Philanthropy is one of my favorite things. I have dedicated many hours to it for myself — and for my clients — over the past 25 years. But, as Andrew Carnegie said, “It is more difficult to give money away intelligently than to earn it in the first place.” Philanthropy — it’s a messy business. And, in philanthropy even more than in investing, far too often we (including yours truly) are still ruled by our caveman brains.

To borrow a phrase from the brilliant Dan Ariely, humans are “predictably irrational.” Certain that our emotions and our instincts are unimpeachably true, we don’t interrogate them. Far too often, our cognitive biases rule our decisions. It’s the same cognitive block that causes people to call their wealth advisors to sell stocks when the market dips. Pulled into a lizard-brain fight or flight mode, people fail to stop, take a deep breath, and ask, “Why?”

“Given that, in the long term, the most tried and true way to make money has been by investing in the stock market, why sell during a downturn? Why not buy, as stocks have gone on sale?” You’ve never seen me run out of Saks, frantic that my favorite shoes are now on sale, have you?

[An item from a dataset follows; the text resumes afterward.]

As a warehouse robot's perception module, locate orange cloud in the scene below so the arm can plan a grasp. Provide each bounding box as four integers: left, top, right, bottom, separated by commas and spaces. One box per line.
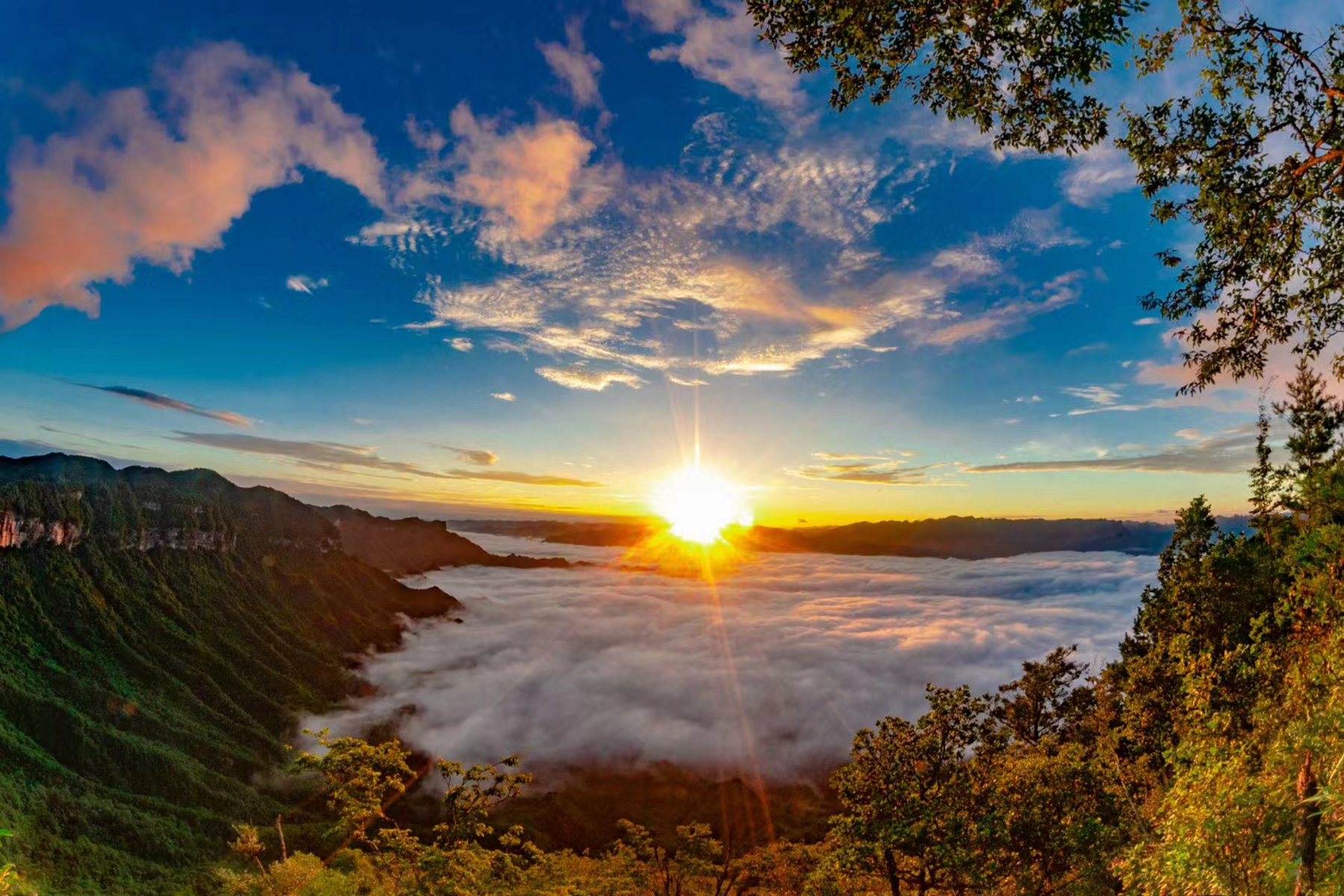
449, 102, 594, 240
0, 43, 386, 329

In philanthropy, it would go something more like: “Given that I spend a lot of time and money making sure my investments are sound and solid, why do I donate without first doing much due diligence research?” As Ken Stern wisely says in his myth busting book, With Charity for All

“For most charities, the story from the front lines is the most important measure of success, one that typically confirms the importance of the work and reassures stakeholders. Empirical and research studies are to be avoided as expensive, distracting, and potentially dangerous. In some ways, the charitable world exhibits an almost medieval aversion to scientific scrutiny and accountability.”

Or, “Why, when I see the (501c3) label, do I take that to mean the organization is ‘good,’ when there might be evidence to the contrary?” Surely, as well all know, examples of (501c3) frauds abound.

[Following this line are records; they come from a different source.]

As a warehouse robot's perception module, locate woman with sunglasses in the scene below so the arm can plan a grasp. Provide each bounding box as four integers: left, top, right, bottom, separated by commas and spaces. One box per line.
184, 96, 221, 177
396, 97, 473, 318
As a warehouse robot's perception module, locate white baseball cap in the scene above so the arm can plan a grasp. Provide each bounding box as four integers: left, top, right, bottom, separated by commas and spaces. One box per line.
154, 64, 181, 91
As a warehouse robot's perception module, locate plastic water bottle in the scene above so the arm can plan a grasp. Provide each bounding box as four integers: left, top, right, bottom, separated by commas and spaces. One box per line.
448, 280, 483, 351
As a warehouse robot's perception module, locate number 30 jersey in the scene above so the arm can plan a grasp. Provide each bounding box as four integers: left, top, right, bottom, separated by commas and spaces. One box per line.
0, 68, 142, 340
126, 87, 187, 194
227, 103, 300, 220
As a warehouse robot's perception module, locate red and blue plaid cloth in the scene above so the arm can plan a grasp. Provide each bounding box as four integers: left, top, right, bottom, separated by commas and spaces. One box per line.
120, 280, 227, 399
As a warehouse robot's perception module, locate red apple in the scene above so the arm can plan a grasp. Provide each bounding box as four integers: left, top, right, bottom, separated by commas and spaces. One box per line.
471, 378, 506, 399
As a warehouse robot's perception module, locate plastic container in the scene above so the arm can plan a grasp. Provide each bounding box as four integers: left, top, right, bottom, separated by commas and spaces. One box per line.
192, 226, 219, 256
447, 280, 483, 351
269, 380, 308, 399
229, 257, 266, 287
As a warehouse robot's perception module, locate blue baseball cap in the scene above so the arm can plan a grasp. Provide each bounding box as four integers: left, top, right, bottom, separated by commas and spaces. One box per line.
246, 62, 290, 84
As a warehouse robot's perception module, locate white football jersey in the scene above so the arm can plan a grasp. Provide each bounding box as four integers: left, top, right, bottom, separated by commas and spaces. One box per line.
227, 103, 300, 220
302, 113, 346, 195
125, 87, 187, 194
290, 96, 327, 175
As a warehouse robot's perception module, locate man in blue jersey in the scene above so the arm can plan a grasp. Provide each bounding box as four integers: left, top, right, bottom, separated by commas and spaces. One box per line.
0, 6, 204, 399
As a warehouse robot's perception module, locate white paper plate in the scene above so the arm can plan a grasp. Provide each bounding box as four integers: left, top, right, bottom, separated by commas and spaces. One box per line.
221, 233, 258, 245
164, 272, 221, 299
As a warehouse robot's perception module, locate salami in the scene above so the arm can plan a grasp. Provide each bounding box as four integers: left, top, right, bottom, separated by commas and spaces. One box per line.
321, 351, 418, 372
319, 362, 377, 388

Better yet, and my favorite pet peeve of all is, “Why would I rather my money get spent on research expenses than on state-of-the-art infrastructure (otherwise known as overhead), which is actually the lifeblood of any organization?”

I believe that if donors asked these questions of themselves, charitable giving would be far more effective.  

Solving intractable social issues takes constant, sustained effort; it takes a network of donors who believe in the cause and who are willing to commit to a long process of trial-and-error (depending on the problem); it takes extremely talented, gifted leaders, who are capable of uniting goodhearted people around a common cause; and it takes rigorous systems of evaluation to help determine whether all the work is paying off. And, perhaps above all, it takes rational, clear-headed thinking. 

But instead of all that, far too often, deeply flawed evaluative systems and thinking has plagued the world of charitable organizations. This approach causes donors to value certain types of organizations over others, making them less committed to trial-and-error than to the immediate gratification of feeling like they’re donating “to the cause.” 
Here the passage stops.